Why are we told all these facts about the apostle Paul? Paul is certainly not exalting himself but rather it is the Holy Spirit who acquaints us with the character of the apostle. Surely it is because if we ourselves desire to be faithful servants of the Lord, then Paul is a fine example for us. He states in 1 Corinthians 11:1: "Be ye followers of me," but then he is careful to add: "even as I also am of Christ". And in 1 Thessalonians 1:6 he says that these Thessalonians had become followers of us. If we follow the apostle Paul, we are surely following the Lord Jesus Himself and we can thereby learn much in our service for Christ by the ways in which the apostle himself behaved and acted.

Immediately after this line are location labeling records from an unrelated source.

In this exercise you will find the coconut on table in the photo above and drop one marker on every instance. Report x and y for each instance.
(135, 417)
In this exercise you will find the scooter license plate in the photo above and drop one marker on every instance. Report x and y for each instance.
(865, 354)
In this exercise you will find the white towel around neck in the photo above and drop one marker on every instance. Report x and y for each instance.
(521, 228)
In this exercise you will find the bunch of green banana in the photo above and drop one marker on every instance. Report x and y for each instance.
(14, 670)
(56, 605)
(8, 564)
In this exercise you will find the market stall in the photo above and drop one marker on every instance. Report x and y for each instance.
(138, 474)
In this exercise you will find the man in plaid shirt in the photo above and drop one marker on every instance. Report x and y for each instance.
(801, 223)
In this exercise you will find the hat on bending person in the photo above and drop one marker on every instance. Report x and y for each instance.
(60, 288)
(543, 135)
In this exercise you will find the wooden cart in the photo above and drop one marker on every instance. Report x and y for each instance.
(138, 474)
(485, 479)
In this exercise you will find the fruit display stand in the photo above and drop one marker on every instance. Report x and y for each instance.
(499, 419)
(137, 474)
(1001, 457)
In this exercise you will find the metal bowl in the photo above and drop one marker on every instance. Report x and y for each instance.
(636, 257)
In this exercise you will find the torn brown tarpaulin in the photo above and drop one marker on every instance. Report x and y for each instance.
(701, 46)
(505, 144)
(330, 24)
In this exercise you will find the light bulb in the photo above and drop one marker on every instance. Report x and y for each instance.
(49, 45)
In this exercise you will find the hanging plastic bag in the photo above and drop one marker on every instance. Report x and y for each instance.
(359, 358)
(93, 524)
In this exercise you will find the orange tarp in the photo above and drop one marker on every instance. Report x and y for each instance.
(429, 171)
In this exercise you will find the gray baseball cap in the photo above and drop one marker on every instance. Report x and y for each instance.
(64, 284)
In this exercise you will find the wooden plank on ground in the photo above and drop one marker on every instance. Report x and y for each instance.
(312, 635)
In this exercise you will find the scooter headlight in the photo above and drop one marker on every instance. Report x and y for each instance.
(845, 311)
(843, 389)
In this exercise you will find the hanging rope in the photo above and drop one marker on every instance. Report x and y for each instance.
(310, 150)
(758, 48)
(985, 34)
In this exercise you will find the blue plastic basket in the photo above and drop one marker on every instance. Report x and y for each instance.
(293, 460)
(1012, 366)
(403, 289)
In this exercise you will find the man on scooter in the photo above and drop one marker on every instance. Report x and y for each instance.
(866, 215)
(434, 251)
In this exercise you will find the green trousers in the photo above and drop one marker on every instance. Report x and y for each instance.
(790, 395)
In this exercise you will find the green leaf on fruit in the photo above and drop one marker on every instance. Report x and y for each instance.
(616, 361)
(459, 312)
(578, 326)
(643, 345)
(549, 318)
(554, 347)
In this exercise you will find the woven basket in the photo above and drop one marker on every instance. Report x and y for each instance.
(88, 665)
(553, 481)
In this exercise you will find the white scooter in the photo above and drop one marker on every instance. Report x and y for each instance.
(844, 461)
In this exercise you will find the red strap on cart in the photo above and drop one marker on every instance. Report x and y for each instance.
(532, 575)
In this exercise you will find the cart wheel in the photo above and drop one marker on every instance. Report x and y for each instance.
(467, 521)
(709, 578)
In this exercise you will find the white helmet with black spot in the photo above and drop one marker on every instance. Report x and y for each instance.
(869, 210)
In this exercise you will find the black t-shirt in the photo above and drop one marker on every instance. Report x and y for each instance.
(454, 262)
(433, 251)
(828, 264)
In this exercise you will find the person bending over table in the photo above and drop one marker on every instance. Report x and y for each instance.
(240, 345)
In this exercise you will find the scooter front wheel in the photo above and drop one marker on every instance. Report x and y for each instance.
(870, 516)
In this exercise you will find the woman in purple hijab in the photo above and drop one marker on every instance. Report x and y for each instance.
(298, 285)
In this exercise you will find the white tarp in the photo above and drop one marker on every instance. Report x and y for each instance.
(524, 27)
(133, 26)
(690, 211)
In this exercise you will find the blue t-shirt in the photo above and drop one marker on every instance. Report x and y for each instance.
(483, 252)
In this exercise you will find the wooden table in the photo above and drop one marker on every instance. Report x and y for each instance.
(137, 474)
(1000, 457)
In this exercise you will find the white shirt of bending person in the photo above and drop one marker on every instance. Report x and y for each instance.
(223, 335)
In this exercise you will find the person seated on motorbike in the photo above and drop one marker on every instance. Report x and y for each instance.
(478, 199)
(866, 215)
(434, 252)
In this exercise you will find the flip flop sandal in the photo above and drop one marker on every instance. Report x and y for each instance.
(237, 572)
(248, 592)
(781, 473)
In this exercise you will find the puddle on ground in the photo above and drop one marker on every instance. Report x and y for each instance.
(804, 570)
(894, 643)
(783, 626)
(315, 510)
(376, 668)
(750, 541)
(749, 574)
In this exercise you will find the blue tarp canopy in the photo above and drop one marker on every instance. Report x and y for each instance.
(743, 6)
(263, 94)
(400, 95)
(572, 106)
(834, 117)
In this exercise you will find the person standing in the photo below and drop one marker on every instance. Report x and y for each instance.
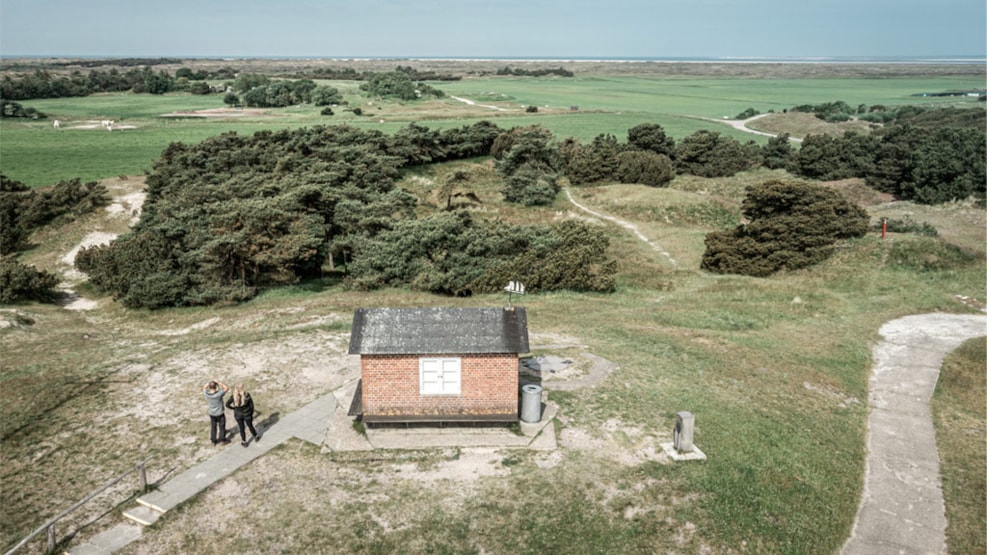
(214, 392)
(243, 412)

Then, in verses 13-16, we have what might be termed a little aside, for he gives something of the experiences of these Thessalonians upon hearing the gospel. It says that: "They received the word of God". The word of God, not the word of men. They had received it as such and had acted upon it. Whilst he had been among them, after their conversion he had exhorted and comforted and charged them. They were his children in the faith and as a father, even in the short time available to him, he had striven to ensure that their lives as Christians began in a positive way. They began to meet in churches as the disciples in Judaea had met. They followed the example of those early believers who were in the very centre where Christianity had been founded. The result was exactly the same for them as for those in Judaea. In Judaea, the brethren there suffered much from their fellow Jews and here, in Thessalonica, these dear brethren immediately begin to feel the opposition and persecution, even as the disciples in Judaea had experienced it, they from the Jews, these Thessalonians from their own countrymen.

Finally in verses 19-20, we find Paul the rejoicing one. He looks forward to the coming of the Lord. We were told in the introductory address to this Thessalonian epistle that the coming of Christ was mentioned in every chapter, and here it is in this second. "What is our hope, or joy, or crown of rejoicing? Are not even ye in the presence of our Lord Jesus Christ at his coming, for ye are our glory and joy". Paul looks forward to this great event and you can read about it in Revelation 19:11-16. He looks forward to that wonderful day with his dear Thessalonians in mind. Then all the saints of the Lord, all those redeemed by Him, will be brought back at his appearing. The Thessalonians will be there, Paul will be there, and Paul visualises this great event. Here he is, in company with all the ransomed throng. He gazes over this vast multitude of white-robed saints seated upon their snow-white steeds; a company that cannot be numbered. And then, he espies his beloved Thessalonians. Oh, how his heart leapt for joy! There they were, his crown of rejoicing. Do we look forward to that day with similar anticipation?

"What a day will that be when the Saviour appears,
How welcome to those who have shared in His cross,
A crown incorruptible then will be theirs,
A rich compensation for suffering and loss."